OpenSearch is a collection of simple XML-based formats for sharing search results. Originally introduced in 2005, the OpenSearch standard has seen broad adoption over the past ten years by leading content management systems, collaboration software, web browsers and operating systems. Today, OpenSearch is supported in SharePoint, Jive, EMC Documentum, Drupal, WordPress, Chrome, FireFox, Internet Explorer, Safari, the Windows File Explorer and a range of other products and online services.
OpenSearch in Panopto
In our latest release, Panopto has implemented the OpenSearch standard in order to simplify the federation of Panopto search results with other applications.
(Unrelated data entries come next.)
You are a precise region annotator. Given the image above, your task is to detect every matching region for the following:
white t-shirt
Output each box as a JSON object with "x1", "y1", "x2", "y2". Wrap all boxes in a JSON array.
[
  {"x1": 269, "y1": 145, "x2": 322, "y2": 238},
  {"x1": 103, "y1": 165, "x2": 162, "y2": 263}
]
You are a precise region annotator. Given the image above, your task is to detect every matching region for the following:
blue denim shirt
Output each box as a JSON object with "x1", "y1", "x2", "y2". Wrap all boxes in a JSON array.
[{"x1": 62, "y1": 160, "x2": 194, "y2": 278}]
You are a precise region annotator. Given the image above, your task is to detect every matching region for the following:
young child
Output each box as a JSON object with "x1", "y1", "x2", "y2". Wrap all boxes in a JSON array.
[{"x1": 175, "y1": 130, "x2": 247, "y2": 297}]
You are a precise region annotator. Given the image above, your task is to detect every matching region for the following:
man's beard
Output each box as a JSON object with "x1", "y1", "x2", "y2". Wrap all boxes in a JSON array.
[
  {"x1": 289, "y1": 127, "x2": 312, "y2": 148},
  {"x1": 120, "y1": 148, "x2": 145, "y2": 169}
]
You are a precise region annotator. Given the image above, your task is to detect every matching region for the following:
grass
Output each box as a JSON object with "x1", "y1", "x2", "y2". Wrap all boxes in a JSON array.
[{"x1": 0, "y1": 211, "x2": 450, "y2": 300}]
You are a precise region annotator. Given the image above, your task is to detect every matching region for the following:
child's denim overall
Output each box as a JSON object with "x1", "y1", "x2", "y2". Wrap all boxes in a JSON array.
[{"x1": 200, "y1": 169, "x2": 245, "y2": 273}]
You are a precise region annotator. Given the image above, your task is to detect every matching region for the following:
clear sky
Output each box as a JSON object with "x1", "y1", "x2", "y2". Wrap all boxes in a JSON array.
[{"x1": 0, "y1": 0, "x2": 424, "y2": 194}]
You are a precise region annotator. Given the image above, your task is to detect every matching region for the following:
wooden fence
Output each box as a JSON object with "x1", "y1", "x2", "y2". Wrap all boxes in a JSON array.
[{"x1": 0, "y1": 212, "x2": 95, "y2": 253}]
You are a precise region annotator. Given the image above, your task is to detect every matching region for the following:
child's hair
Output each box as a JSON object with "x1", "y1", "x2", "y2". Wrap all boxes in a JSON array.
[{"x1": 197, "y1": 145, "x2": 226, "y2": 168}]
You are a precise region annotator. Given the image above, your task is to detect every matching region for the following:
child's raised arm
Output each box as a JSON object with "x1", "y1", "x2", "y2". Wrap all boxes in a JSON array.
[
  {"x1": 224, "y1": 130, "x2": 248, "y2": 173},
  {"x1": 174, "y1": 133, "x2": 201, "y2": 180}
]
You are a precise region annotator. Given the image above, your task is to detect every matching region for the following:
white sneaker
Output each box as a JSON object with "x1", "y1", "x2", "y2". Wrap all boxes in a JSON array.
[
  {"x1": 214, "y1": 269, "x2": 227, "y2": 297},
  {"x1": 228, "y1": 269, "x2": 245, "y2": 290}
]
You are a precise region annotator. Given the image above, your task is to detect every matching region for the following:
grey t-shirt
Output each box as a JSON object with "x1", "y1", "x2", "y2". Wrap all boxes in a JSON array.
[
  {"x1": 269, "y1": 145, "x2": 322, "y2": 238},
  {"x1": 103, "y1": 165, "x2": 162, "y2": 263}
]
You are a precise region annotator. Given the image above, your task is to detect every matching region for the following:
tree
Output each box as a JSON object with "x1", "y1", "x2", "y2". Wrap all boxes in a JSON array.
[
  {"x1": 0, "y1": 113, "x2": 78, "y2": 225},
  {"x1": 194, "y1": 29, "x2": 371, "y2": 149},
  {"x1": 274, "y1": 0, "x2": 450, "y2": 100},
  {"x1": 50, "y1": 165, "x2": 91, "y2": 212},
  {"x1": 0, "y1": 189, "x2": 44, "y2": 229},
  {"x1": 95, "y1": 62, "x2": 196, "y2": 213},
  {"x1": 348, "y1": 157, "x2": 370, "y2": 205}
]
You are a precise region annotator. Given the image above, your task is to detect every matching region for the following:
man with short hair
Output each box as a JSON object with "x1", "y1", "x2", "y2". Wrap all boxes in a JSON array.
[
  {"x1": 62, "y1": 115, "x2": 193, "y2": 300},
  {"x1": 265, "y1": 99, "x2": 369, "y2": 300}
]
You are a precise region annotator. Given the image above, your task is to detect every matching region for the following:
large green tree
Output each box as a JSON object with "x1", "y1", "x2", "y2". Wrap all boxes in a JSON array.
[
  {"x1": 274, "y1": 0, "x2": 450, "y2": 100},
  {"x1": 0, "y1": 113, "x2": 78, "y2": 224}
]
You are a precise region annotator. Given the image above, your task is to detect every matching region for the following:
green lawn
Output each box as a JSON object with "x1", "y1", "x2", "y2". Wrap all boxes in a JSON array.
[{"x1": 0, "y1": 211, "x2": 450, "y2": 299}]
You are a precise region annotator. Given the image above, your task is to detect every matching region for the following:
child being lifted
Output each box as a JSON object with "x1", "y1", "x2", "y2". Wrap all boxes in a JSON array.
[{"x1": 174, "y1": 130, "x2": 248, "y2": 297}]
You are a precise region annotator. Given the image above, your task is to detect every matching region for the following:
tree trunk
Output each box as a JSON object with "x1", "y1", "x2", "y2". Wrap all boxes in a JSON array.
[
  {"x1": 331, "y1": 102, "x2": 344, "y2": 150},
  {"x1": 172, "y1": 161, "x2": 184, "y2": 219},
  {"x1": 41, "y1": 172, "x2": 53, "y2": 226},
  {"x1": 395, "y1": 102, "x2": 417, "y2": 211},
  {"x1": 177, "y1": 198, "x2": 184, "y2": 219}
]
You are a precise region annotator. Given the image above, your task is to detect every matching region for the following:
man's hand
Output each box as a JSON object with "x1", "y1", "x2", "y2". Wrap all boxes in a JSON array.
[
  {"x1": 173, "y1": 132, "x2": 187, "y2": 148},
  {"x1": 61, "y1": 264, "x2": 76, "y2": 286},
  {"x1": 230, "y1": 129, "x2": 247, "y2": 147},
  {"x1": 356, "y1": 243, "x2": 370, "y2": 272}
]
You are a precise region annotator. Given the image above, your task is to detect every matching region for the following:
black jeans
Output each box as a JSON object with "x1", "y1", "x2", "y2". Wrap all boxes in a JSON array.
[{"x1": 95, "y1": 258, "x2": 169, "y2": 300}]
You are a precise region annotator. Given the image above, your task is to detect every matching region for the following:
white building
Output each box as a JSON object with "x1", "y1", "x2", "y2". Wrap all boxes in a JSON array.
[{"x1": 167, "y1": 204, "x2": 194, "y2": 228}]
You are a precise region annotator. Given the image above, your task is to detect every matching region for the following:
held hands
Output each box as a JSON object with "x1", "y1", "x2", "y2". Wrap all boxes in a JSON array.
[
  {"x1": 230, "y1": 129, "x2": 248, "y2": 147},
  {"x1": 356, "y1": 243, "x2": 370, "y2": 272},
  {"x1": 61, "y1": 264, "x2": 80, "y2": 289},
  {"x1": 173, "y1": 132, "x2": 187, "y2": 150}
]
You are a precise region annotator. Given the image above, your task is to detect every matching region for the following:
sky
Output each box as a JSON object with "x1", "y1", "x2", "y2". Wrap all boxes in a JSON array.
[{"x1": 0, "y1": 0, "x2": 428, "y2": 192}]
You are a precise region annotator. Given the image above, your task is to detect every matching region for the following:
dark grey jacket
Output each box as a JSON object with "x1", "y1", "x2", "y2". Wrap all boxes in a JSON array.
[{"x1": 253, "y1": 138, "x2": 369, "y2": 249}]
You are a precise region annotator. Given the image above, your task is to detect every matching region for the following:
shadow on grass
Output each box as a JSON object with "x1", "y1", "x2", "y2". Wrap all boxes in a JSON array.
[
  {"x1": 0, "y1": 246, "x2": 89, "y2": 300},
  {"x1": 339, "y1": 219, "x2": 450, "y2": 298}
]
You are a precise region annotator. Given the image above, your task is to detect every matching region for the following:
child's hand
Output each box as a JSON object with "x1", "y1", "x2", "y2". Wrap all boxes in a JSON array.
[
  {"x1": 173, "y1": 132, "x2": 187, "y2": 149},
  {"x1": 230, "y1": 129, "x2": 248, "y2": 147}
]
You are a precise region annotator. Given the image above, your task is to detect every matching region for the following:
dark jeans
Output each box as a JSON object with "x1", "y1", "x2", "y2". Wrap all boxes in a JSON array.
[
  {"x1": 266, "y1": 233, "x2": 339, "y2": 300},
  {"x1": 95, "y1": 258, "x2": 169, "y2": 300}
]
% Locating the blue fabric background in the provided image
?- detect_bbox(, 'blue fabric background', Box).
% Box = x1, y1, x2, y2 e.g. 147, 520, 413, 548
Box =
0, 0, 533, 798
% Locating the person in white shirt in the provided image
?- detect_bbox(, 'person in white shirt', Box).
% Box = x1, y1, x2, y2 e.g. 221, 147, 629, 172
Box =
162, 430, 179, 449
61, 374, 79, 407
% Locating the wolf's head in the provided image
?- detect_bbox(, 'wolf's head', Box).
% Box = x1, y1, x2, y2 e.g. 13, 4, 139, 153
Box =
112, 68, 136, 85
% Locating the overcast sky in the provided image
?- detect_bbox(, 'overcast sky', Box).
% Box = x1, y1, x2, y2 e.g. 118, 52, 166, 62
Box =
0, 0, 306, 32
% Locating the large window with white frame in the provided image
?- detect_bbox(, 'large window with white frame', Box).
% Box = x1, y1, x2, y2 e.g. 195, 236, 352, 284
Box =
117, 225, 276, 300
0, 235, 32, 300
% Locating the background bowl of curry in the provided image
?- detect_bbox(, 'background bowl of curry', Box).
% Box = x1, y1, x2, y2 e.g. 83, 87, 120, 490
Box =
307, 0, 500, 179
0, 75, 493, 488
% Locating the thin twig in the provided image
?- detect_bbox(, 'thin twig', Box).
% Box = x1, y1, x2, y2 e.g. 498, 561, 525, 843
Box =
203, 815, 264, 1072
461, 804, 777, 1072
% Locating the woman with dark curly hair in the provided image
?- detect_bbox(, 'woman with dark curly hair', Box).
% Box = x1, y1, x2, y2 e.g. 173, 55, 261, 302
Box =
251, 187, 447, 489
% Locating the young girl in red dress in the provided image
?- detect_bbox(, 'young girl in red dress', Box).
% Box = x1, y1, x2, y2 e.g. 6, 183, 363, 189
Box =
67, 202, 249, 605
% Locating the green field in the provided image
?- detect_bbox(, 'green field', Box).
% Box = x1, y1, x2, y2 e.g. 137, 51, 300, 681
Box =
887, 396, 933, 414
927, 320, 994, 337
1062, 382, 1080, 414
Panopto sites publish an OpenSearch endpoint, enabling other apps to add video search results to their queries
Here’s how OpenSearch works with Panopto:
- Each Panopto site publishes an OpenSearch endpoint. This endpoint is a file that describes the video formats, URLs, names, descriptions, and thumbnails that we want to securely share with other systems.
- Applications that integrate Panopto point their search engine to this OpenSearch endpoint. The way this is configured is different in each target application — an example using SharePoint is shown below.
- A username and password are supplied to Panopto as part of the application’s search request to ensure that search results are securely passed from Panopto to the application, and that they’re shown with the proper context.
- Search results are then federated for each incoming search query, and displayed in a single list.
Configuring Panopto as a federated search query source in SharePoint
Panopto also supports the sharing of search results in RSS format. This provides additional flexibility when integrating Smart Search into a range of applications. Results are returned as well-formatted XML documents with elements that describe the video name, thumbnail, media links, and other properties. Organizations can then integrate and format the XML data in the way that is most appropriate to their content management system, portal, or other app.
Search for Panopto Results Directly From Your Web Browser
One of the more interesting use cases for OpenSearch is in web browsers. Because Firefox, Chrome, Internet Explorer, and Safari all support the OpenSearch standard, Panopto customers can configure their web browser search bars to use Panopto as a search engine and return Smart Search results directly in the browser. Click the video below for an example of how this works in Firefox.
Adding Panopto as a search provider in Firefox
As video search continues to become an intrinsic part of how businesses and universities find and access information, OpenSearch provides a technology-agnostic approach to federation that simplifies implementation and ensures that users can access search capabilities from any website, browser or device.